Les professions indépendantes se sentent floués

Se sentant asphyxiés par les mesures fiscales, les artisans et commerçants, chapeautés par leur syndicat l’UPA, adressent un cri d’alarme au gouvernement. Ils sont bien décidés à exprimer leur mécontentement.

Les artisans et commerçants expriment leur malaise

Après la manifestation des artisans du bâtiment du 13 septembre dernier, c’est maintenant l’ensemble des entreprises de proximité qui planifie une opération d’envergure pour manifester leur mécontentement au gouvernement. Celle-ci devrait se tenir d’ici la fin de l’année. D’après l’un d’entre eux, il ne s’agira pas d’une manifestation dans les rues. L’action aura pour but d’interpeller le gouvernement sur ses mesures fiscales qui sont asphyxiantes pour les artisans et commerçants.
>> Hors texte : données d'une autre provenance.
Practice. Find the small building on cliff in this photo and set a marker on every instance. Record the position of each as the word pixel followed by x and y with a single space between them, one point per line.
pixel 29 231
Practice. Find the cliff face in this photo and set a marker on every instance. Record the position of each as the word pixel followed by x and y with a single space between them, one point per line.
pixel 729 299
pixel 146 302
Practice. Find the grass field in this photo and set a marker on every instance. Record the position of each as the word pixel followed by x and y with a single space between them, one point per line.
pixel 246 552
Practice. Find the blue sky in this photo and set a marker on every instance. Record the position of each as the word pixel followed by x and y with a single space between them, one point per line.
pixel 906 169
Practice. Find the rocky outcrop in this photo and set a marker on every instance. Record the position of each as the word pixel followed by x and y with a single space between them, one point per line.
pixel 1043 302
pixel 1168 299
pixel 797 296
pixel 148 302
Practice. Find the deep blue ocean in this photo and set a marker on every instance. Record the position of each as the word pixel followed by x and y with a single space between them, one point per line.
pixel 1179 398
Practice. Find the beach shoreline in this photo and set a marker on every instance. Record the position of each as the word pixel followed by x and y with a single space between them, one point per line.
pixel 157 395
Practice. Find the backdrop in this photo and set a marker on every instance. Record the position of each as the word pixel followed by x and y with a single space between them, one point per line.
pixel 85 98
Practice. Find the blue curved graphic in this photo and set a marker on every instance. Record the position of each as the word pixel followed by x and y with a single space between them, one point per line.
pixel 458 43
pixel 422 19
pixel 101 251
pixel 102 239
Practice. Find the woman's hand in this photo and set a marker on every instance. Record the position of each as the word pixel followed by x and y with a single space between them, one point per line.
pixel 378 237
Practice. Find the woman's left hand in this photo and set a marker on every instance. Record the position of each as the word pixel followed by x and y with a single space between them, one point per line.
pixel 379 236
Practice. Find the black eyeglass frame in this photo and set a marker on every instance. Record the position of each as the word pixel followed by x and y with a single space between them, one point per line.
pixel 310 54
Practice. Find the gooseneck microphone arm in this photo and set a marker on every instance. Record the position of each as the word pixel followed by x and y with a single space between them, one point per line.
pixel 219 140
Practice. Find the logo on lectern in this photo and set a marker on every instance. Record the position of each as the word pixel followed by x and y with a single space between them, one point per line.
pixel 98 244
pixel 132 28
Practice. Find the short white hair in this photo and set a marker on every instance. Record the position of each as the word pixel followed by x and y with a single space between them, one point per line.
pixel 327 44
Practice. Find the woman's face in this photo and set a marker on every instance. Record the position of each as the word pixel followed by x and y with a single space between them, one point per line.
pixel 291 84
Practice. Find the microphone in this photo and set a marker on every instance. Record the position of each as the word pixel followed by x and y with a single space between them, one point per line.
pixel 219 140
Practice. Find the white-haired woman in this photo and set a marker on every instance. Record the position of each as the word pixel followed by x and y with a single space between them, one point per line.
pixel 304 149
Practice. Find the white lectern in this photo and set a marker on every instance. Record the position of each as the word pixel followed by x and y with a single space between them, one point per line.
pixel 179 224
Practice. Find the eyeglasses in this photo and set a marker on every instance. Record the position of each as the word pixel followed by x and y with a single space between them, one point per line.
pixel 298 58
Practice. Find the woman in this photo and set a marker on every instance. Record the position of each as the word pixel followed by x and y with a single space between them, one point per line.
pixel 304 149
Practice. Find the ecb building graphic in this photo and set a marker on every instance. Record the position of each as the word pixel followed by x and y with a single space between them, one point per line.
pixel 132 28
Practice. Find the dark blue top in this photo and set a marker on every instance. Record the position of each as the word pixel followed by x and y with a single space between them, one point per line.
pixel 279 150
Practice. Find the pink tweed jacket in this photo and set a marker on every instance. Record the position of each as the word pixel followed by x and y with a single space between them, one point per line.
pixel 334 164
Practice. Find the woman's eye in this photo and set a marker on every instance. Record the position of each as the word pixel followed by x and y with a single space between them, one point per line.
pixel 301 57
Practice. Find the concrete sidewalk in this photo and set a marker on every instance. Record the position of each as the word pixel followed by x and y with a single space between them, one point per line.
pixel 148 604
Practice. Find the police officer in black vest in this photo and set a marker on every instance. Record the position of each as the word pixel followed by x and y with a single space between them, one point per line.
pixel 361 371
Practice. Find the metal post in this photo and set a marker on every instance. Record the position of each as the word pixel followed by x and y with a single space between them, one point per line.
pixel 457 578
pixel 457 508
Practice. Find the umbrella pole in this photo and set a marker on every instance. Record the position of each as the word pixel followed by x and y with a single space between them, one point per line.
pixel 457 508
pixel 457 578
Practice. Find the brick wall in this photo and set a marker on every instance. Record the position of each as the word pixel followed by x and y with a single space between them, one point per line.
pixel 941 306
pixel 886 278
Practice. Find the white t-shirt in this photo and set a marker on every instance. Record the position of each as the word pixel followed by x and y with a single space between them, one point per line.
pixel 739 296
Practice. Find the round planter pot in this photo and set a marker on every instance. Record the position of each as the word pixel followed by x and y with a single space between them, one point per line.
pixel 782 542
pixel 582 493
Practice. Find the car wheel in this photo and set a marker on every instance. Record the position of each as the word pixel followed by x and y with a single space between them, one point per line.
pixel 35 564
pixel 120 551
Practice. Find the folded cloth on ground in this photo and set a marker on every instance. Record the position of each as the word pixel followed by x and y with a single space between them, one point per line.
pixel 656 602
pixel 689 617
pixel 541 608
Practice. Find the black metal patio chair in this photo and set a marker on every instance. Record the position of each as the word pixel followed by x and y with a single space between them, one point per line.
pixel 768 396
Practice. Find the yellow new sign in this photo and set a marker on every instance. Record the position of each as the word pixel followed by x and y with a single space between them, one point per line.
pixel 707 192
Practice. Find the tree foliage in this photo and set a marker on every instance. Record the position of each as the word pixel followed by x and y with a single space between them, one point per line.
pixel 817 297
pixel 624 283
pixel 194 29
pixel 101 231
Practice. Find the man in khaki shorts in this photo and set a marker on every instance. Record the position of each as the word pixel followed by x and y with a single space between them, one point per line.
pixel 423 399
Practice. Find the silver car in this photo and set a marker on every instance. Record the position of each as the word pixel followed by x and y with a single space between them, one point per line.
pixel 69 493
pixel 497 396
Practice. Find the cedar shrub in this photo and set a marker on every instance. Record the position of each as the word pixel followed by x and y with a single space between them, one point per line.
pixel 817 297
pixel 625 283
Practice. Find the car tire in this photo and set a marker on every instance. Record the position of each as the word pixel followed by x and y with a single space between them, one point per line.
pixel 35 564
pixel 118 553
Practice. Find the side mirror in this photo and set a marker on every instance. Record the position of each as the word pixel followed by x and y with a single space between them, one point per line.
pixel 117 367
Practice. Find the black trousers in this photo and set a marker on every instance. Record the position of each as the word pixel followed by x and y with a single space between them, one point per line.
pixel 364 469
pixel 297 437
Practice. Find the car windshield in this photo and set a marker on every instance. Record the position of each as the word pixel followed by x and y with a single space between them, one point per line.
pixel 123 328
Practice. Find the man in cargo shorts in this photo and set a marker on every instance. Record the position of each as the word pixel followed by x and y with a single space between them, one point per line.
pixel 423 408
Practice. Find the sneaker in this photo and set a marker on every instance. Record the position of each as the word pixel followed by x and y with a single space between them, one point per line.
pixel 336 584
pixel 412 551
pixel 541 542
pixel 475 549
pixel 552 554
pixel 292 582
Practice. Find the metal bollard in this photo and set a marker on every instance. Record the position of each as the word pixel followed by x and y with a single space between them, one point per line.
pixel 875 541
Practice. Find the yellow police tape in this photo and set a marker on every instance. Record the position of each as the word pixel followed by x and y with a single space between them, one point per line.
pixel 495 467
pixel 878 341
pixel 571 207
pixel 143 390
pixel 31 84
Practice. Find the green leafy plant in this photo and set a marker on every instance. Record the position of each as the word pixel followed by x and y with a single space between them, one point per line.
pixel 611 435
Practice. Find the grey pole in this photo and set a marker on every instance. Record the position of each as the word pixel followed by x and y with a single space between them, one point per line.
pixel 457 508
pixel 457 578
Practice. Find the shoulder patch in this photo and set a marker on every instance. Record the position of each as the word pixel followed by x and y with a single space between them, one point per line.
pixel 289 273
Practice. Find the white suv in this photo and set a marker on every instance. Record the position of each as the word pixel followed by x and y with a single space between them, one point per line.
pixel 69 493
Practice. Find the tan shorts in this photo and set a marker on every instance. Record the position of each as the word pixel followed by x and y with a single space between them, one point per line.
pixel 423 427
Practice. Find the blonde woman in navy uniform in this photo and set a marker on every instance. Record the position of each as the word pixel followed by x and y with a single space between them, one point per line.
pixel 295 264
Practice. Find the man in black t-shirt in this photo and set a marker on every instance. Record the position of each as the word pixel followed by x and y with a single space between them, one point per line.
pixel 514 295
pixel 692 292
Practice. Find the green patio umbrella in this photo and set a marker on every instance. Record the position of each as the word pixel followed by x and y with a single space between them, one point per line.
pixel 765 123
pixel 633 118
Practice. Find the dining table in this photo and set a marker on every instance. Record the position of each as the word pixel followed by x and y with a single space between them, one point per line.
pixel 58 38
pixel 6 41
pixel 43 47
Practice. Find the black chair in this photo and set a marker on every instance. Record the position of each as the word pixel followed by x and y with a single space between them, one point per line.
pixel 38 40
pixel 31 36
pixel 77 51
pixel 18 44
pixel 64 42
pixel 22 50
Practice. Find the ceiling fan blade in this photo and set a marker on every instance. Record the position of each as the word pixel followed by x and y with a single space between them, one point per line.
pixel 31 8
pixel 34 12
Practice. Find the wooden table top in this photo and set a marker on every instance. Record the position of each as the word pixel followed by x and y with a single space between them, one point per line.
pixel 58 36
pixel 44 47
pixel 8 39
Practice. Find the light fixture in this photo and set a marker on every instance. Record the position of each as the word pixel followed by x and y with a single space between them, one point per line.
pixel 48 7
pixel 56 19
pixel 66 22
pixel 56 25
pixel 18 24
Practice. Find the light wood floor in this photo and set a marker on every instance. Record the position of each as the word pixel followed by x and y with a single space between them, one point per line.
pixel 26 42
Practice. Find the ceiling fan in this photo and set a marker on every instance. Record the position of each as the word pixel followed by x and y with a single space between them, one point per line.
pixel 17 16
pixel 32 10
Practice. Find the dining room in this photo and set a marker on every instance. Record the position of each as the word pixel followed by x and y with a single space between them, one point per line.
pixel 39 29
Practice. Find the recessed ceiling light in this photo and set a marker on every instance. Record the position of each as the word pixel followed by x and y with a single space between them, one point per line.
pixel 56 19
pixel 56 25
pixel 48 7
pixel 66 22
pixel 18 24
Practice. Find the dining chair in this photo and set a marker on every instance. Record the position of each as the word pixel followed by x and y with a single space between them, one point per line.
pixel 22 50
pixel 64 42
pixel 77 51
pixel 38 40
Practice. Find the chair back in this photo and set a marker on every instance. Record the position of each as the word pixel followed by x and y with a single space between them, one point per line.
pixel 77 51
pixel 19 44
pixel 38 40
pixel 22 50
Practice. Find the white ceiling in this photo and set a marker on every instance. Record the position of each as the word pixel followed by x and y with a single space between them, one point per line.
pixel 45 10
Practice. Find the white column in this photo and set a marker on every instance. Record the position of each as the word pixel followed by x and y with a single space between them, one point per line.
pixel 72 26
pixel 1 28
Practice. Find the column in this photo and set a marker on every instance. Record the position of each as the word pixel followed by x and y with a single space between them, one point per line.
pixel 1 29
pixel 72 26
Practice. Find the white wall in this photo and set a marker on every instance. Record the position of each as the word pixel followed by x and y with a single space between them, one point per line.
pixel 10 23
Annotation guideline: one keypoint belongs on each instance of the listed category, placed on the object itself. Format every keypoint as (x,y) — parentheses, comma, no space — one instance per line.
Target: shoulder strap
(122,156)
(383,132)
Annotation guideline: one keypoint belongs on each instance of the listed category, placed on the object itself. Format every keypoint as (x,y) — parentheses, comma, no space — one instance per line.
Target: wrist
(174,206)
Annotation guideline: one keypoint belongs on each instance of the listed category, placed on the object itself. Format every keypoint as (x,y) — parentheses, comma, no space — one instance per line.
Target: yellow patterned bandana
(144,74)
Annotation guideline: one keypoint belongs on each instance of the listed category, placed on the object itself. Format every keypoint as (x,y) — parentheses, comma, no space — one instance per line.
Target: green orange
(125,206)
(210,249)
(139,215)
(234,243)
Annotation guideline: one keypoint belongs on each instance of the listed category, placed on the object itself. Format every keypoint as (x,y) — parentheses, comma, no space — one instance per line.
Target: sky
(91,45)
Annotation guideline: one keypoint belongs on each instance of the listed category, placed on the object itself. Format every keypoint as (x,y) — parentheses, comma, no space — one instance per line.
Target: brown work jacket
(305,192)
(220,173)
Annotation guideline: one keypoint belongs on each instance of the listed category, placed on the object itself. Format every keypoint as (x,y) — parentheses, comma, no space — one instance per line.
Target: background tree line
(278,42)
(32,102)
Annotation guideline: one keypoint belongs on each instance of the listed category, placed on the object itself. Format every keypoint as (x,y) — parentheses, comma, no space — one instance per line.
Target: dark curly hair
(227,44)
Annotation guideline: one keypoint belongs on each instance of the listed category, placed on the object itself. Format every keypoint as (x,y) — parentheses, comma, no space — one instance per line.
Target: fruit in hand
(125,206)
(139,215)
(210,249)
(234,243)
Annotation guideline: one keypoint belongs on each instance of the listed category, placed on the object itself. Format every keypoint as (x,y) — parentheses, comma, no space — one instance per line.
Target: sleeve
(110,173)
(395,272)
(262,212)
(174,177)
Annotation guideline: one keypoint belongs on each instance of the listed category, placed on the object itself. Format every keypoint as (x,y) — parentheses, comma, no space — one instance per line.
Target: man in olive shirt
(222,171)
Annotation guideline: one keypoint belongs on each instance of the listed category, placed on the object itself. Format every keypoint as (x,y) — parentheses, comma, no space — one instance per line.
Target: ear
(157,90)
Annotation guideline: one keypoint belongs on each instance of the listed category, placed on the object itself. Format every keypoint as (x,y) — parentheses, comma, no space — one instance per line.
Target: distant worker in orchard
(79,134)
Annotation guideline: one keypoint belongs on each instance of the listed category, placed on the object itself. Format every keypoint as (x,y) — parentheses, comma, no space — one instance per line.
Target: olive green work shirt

En effet, ils se sentent « sacrifiés » pour le redressement des finances publiques. Ils dénoncent notamment la lourdeur des charges fiscales, le coût excessif du travail, l’augmentation de la TVA, la concurrence déloyale des autoentrepreneurs, la question de la formation de la relève, et la réforme des retraites. Cette dernière prévoit notamment la création d’un compte dit « pénibilité » et une augmentation des cotisations vieillesse. Des dispositions qui alourdissent davantage la trésorerie des entreprises.

Rien que pour l’année 2013, le gouvernement a récolté près de 1,1 milliard d’euros comme prélèvements supplémentaires sur ces entreprises de proximité. Chose que le syndicat n’hésite pas à qualifier de « harcèlement fiscal ». En plus, en raison des dispositions fiscales et parafiscales qui ne cessent de changer, les entreprises n’ont aucune visibilité dans la gestion de leur trésorerie. Elles se retrouvent dans l’incertitude et optent pour l’immobilisme au lieu d’investir et d’embaucher.

Face à tout cela, les artisans et commerçants, réunis dans le syndicat UPA, demandent une réduction des dépenses publiques. En ce qui concerne la formation des apprentis, l’UPA estime que la taxe d’apprentissage devrait s’appliquer davantage aux structures qui forment massivement des jeunes.

Un secteur au bord de l’agonie

À la question : pourquoi ce coup d’éclat ? Le président de l’UPA, Jean-Pierre Crouzet, artisan boulanger, déclare qu’il n’est plus acceptable de voir ceux qui produisent de l’emploi et de la richesse être pénalisés, et de garder le silence. Il a notamment souligné le fait que ces dix dernières années, il y a eu 100 000 nouvelles créations d’entreprises de proximité, à l’origine de 650 000 nouveaux emplois. Pour Patrick Liebus, artisan couvreur, et président du syndicat des artisans du bâtiment, la Capeb, les professionnels de ce secteur sont en train de disparaître les uns après les autres. Il a ajouté qu’il n’est plus possible de continuer à souffrir sans réagir.

Du côté du gouvernement, le ministre du Travail, Michel Sapin, déclare que la situation n’est facile pour personne, et qu’il ne faut pas regarder les choses de manière trop simpliste. C’est-à-dire, croire que certains ne font rien, et que ce sont ceux qui travaillent dur qui doivent encore payer plus.